I do not believe an Alfredo could make a Traviata memorable, but it certainly helps to have a first-rate tenor in the role. That was not exactly the case this evening. My first impression of James Valenti was extremely positive – his voice is really pleasant – it s a truly dulcet sound, firm, a little dark and easy on the ear. However, it progressively became clear that his comfort zone seats a bit low for a tenor in the Italian repertoire. While his low register was very positive, his top notes were clearly less powerful than the rest of his voice. At first, this was not a problem; he is an elegant singer who is not afraid of softening his tone, but O mio rimorso was a complete misfire. His breath control did not resist his intent of producing a larger sound and, when he abandoned his lines to prepare for the interpolated final note, I feared the worst – and the worst materalised in the shape of a tiny, recessed, nasal and unfocused high c.  I wonder if he is not in the wrong repertoire. To make things worse, he did not seem very comfortable with the stage direction and looked quite goofy making big gestures with his kilometric arms.

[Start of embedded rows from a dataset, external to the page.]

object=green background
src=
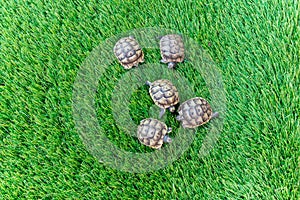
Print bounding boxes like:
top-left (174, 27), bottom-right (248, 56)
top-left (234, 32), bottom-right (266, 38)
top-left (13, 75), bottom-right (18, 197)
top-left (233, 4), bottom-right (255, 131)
top-left (0, 0), bottom-right (300, 199)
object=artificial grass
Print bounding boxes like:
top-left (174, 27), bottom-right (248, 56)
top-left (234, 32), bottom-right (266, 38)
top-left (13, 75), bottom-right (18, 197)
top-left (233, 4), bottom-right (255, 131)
top-left (0, 0), bottom-right (300, 199)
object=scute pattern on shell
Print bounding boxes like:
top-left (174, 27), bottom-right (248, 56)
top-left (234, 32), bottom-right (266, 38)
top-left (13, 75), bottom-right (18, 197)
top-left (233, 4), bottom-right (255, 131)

Lado Ataneli was the single “important” voice in the role. Although his phrasing has too many cupo moments, his dark, firm, forward-placed baritone finds no difficulties in this role. No wonder he was clearly the audience’s favourite.

La Traviata is a score that tends to sameness and, in the hands of a bureaucratic conductor such as Marco Armiliato, it seems to last forever. To start with, the orchestral sound was kept in such recessed volume throughout that there were moments you could hardly hear it. Even in the preludes to act I and III, no concern about subtlety and variety seemed to exist. The ensemble in the end of act II was such a mess as I have never seen in an important opera house before.

Götz Friedrich’s production was premiered in 1999, in what seems to be the begin of the strange Berliner fashion of  mixing costumes of different decades in the same staging. Here garments that ranged from the 1900 to the 1990 were paraded in one only all-black set that shifted from Violetta’s house to her country villa and to Flora’s place with minimal changes (but for serious decay – in the end, it looks as if a typhoon had visited the place). Maybe that explains why everybody goes and comes back from Paris so fast in act II. Other than this,a hospital bed seems to be “the concept” – disguised as a divan in act I, as… a divan in act II… until you finally see it as a hospital bed in act III.  Do I need to say more?